The mental, emotional, and financial investments in DACA proved worthwhile for Naomi (not her actual name). As a high school senior, she was set to graduate several months before she and her parents decided to move forward with her DACA application. She had been accepted to several schools and had received a scholarship to attend a small liberal arts college. However, to make good on its offer, the college needed her to provide a valid Social Security number. After she got DACA, Naomi could show her valid work permit and Social Security number to every school she considered attending, and she now is on track to become the first person in her family to graduate from college. DACA has helped so many like Naomi and thousands of others who’ve been able to obtain higher-paying jobs to support their families, return to school, own a business, practice the career they studied and worked so hard for, and accomplish many other goals.

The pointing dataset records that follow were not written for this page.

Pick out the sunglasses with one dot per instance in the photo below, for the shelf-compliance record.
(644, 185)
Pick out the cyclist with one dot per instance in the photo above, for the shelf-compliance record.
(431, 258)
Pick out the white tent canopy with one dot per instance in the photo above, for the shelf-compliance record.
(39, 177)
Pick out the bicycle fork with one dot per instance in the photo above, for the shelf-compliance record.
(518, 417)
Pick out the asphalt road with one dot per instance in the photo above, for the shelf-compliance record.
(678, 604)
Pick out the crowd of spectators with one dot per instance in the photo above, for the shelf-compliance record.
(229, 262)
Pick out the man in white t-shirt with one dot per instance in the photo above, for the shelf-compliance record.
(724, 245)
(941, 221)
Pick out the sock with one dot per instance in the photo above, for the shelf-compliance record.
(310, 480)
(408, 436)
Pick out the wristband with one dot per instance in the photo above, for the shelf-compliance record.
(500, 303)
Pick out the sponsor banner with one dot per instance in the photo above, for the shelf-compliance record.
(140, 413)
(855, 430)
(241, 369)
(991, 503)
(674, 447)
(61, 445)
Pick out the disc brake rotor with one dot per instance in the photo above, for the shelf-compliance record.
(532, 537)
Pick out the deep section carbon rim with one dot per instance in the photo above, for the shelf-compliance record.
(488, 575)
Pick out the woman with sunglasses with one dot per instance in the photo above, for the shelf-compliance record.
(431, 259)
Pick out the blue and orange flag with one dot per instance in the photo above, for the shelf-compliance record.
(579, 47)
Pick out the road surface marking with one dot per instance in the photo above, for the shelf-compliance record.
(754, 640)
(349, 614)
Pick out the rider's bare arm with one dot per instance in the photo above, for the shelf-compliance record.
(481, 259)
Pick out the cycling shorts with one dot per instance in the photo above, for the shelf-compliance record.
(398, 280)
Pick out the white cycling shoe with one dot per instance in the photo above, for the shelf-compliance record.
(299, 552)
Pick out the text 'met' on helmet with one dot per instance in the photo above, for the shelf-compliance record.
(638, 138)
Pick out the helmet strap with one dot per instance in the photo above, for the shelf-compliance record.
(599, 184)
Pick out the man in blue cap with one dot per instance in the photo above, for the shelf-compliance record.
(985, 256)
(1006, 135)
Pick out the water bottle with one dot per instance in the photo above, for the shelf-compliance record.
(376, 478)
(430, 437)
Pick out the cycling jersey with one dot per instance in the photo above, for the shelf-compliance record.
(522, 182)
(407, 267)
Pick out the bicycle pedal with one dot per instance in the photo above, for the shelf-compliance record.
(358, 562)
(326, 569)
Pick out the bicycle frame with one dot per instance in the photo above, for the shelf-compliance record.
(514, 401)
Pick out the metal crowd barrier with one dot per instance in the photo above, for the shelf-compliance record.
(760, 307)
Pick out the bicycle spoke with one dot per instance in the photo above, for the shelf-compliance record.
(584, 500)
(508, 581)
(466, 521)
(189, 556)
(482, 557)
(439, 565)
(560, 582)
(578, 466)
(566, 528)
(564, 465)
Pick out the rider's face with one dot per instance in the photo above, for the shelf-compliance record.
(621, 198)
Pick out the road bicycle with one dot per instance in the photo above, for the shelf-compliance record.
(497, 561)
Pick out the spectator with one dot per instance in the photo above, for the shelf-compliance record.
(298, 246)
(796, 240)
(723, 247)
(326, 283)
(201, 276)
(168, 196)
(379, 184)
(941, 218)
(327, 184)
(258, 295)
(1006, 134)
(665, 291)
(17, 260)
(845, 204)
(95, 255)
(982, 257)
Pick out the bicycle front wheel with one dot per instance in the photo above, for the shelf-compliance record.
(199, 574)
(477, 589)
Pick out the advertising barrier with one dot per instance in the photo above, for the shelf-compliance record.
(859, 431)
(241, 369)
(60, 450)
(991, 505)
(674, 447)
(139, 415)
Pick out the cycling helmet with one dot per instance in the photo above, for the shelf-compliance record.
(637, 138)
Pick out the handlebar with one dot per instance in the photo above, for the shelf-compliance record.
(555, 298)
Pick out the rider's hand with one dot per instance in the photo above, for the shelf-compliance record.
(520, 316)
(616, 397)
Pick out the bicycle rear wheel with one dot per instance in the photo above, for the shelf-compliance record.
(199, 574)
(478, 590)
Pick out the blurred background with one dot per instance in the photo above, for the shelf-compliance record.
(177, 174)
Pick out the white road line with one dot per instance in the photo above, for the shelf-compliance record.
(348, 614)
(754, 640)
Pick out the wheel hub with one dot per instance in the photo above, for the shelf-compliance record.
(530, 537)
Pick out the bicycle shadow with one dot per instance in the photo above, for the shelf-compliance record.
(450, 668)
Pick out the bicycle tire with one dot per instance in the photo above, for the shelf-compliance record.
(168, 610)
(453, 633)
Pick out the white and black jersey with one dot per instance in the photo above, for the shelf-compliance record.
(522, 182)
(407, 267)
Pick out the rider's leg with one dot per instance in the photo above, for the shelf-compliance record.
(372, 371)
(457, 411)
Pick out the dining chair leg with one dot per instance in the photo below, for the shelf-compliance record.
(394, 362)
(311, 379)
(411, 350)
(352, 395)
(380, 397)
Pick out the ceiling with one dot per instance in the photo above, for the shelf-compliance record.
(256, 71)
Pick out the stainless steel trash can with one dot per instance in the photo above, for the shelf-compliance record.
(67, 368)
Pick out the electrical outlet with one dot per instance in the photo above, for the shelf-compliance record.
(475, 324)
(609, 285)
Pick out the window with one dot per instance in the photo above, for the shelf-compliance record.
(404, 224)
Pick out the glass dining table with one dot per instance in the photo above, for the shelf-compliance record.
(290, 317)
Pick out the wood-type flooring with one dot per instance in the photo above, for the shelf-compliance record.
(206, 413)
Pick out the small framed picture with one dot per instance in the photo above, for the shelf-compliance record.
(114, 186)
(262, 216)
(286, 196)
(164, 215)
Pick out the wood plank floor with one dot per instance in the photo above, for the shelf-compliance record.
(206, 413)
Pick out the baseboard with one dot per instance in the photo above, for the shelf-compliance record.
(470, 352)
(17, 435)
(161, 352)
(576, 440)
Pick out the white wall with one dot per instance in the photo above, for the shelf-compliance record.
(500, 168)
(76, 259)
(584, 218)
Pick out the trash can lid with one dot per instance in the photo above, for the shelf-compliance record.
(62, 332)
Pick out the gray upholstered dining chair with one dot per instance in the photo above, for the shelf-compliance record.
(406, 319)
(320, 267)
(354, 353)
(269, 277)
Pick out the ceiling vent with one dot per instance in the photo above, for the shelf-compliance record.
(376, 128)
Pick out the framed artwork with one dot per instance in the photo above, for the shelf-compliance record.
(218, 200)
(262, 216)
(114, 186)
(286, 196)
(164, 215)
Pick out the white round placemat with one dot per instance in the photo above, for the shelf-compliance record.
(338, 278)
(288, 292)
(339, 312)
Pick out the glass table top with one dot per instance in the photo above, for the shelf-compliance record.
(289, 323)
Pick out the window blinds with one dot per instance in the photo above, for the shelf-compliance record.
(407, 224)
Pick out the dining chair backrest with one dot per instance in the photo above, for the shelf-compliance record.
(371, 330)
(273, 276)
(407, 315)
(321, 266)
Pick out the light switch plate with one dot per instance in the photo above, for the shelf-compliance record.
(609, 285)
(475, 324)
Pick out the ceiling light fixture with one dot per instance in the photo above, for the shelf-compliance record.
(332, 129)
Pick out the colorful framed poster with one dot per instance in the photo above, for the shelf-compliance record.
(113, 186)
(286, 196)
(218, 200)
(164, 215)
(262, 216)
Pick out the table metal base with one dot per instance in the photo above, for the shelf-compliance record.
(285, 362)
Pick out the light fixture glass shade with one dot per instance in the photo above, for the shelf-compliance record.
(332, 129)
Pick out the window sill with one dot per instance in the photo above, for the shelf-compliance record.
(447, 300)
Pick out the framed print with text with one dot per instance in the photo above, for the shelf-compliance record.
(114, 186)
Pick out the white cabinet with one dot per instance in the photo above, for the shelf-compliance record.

But since Donald Trump became president, affected people’s and advocates’ DACA-related concerns have shifted dramatically. We’ve gone from working to safeguard DACA’s smooth implementation to fighting back efforts to discredit and dismantle the program. Although the president, when he first took office, stepped back from his campaign promise to repeal DACA—instead indicating that he has sympathy for “Dreamers”—the volatility of his administration and threats to the program made by ten conservative state attorneys general demonstrate clearly that we’ve got to continue to vigorously protect DACA. An end to DACA would not only be a devastating loss to those who currently enjoy its benefits, but also to the U.S. economy. The Center for American Progress (CAP) estimates that ending DACA would result in a loss of $460.3 billion from the national GDP over the next decade and would remove an estimated 685,000 workers from the nation’s economy. On the flip side, continuing DACA could increase the estimated yearly contribution of DACA recipients to state and local taxes, to $2.45 billion.

But the main reason to protect DACA is that it would be inhumane to deprive hundreds of thousands of people from the freedom, opportunities, and goals they have had access to because of DACA’s benefits. At a time when nearly 8 in 10 voters, including almost three-quarters of Trump voters, support allowing “Dreamers” to stay in the country, it is important to emphasize that DACA is a policy that has safeguarded immigrant youth and that we still need a permanent solution.

Whether because of political pressure or because their conscience is calling them to do the right thing, several members of Congress have announced bipartisan legislation to protect DACA-eligible people and others who arrived to the U.S. as minors. These new versions of the Dream Act and similar legislation proposing a path for some to regularize their status may seem promising, but while we wait for Congress and the president to come up with a clean, broad legislative solution, it is important we #DefendDACA and its beneficiaries.

DACA taught me so much about the resilience and strength of the community I serve. I’m inspired by the heartfelt words of my former DACA client who said, “We’ve made it this far, and we’ll keep going. We just have to keep fighting.” We definitely must keep fighting—fighting without distractions and without fear. We must defend DACA until we have a real opportunity for permanent change. We must continue to support and stand in solidarity with our immigrant communities and be ready for the challenges to come.

DACA was a win by and for the immigrant community. Let’s remember those lessons of strength as we forge ahead.